William A. Alexander – 6/10/07


This page was last updated on June 11, 2007.


Let military fund JROTC; William A. Alexander; Beaver County Times; June 10, 2007.

Mr. Alexander has written at least 25 letters since December 2004, and all but two (this one and another fawning over Rep. Jason Altmire [D-PA]) bashed Republicans for something.

Below is a detailed critique of the letter.


“I am sure that the Ambridge Area High School JROTC program helps a few students with discipline, self-confidence etc., but you can be sure the armed forces participate in these programs only because it is a good recruiting tool for their particular service.

“This is all well and good, but if the taxpayers are supplying the building, utilities, transportation where necessary, etc., to make this group available to the services, it seems to me that is more than enough.
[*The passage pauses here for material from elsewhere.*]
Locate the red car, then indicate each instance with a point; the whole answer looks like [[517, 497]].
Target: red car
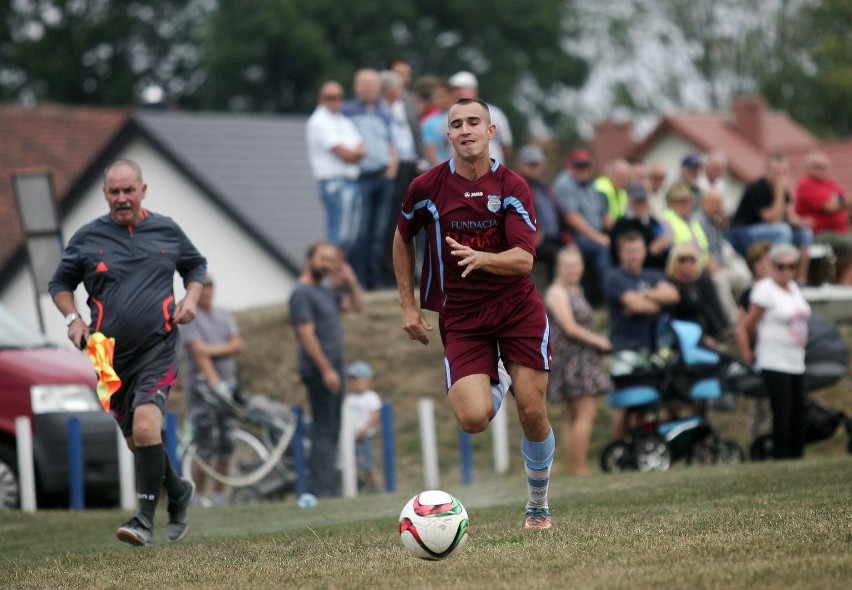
[[49, 385]]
“If it were deemed worthwhile to the armed forces, you would think they could supply the instructors.  It has to be more efficient than lurking around malls and buttonholing high school students to sign up to enter the service as we have seen on ‘60 Minutes’ and other programs.
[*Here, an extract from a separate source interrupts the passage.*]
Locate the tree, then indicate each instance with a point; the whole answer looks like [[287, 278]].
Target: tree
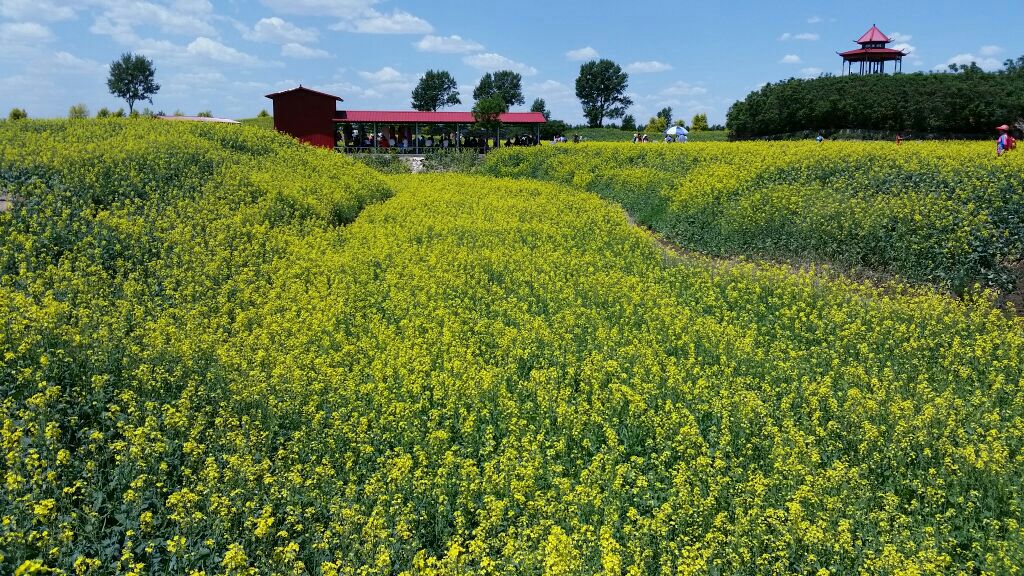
[[78, 112], [132, 79], [487, 112], [435, 90], [601, 89], [542, 107], [504, 83]]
“Assuming about 30 students per class and two instructors, it works out to 1.5 classes per day per instructor.  If you assume the same dropout rate for each of the four years to go from a total of 85 to nine graduates, the classes would be about 45 freshmen, 26 sophomores, 15 juniors and nine seniors.
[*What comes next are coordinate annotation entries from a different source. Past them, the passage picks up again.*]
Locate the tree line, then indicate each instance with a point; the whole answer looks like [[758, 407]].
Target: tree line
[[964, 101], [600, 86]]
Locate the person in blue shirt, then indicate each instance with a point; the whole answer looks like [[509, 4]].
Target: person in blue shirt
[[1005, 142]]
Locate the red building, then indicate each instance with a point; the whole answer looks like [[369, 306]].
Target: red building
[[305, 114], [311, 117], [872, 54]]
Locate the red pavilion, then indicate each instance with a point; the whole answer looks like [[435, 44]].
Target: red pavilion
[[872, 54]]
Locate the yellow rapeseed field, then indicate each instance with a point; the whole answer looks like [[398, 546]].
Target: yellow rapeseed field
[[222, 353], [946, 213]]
“Thus, you go from 45 to nine, about an 80 percent dropout rate.  I suspect that the dropout rate is higher in the freshman/sophomore years, and the overall dropout rate is even higher than 80 percent.

“There have to be better places to put $50,000 toward instructor salaries in some other vocational, business or college prep classes where the dropout rate is more in line with normal classes.

“Again, I am not against the JROTC program.  I do think that the arm of the service should be willing to supply the instructors as its part of the program.”

[RWC] What does Mr. Alexander have against the men and women who serve our country in the military?

“Again, I am not against the JROTC program?”  This is the equivalent of claiming you support the troops, while doing everything you can to prevent their success.